Страшные рассказы | страница 67



Я повторяю, что ни один человек не прибегал к таким фантасмагориям при описании исключительности Природы и человеческой жизни, свойственных выздоровлению приступов любознательности; наполненной лихорадочным великолепием смены времен года; влажной, мглистой жары, когда южный ветер успокаивает нервы, словно струны какого-то инструмента, а глаза наполняются слезами, идущими отнюдь не из души; галлюцинаций, сначала порождающих сомнения, но затем убедительных и разумных, как книга; абсурдности, поселяющейся в мозгу и управляющей им со всесокрушающей логикой; истерии, узурпирующей место воли; разногласий между эмоциями и разумом; и человека, который в своей противоречивости дошел до того, что стал выражать боль смехом. Он анализирует мимолетное, взвешивает невесомое и описывает, в своей дотошной научной манере, обеспечивающей роковой результат, тот воображаемый мир, который парит вокруг впечатлительного человека и ведет его к злу.

То рвение, с которым он погружается в гротеск ради любви к гротеску и в мистический трепет ради любви к мистическому трепету, позволяет мне удостоверить искренность его творений и то, насколько в нем уживались человек и поэт. Я уже говорил о том, что в случае с очень многими людьми подобный пыл является результатом огромного количества незадействованной жизненной энергии, в ряде случаев упрямого целомудрия, а также глубоко подавляемой внутри чувственности. Сверхъестественное сладострастие, охватывающее человека при виде ручья собственной крови; резкие, агрессивные, бесполезные порывы; громкие крики, которые его горло издает подсознательно, без всякого участия разума, – все это явления того же порядка.

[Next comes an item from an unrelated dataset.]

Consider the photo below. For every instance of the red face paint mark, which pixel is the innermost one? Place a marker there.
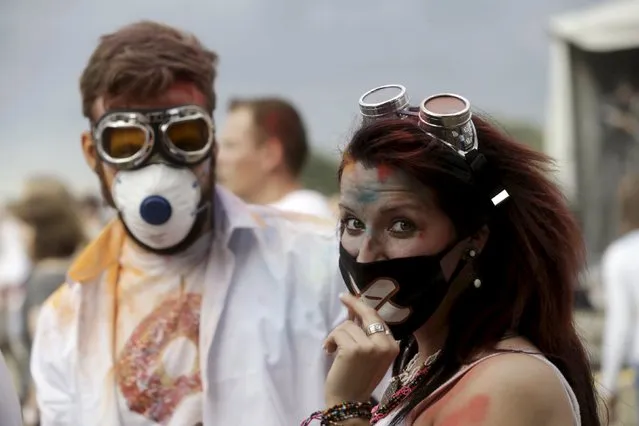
(383, 173)
(347, 164)
(474, 412)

Воздух в недрах этой литературы разрежен, и дух там может испытывать смутную тревогу, страх, готовый вот-вот обернуться слезами, и дурноту, обитающую на пространствах обширных и странных. Но восхищение все же сильнее, да и потом, как же величественно это искусство! И главное, и второстепенные детали здесь полностью соответствуют чувствам персонажей. Одиночество Природы или городская суета – все описывается лихорадочно, возбужденно и фантастично. Подобно нашему Эжену Делакруа, возвысившему свое искусство до вершин величественной поэзии, Эдгар По любит перемещать своих персонажей на фиолетовом или зеленоватом фоне, обнаруживающем фосфоресцирующие признаки гниения и флюиды бури. Природа, которую принято называть неодушевленной, принимает участие в жизни живых существ и, подобно им, дрожит сверхъестественной мелкой дрожью. Пространство от опиума становится глубже, оттенки приобретают магический смысл, а вибрация звуков становится более звонкой и величественной. Неожиданно посреди этого пейзажа возникают изумительные поляны, насыщенные цветом и светом, и на горизонте взору предстают затянутые дымкой восточные города и величественные храмы, на которые солнце изливает потоки золотого дождя.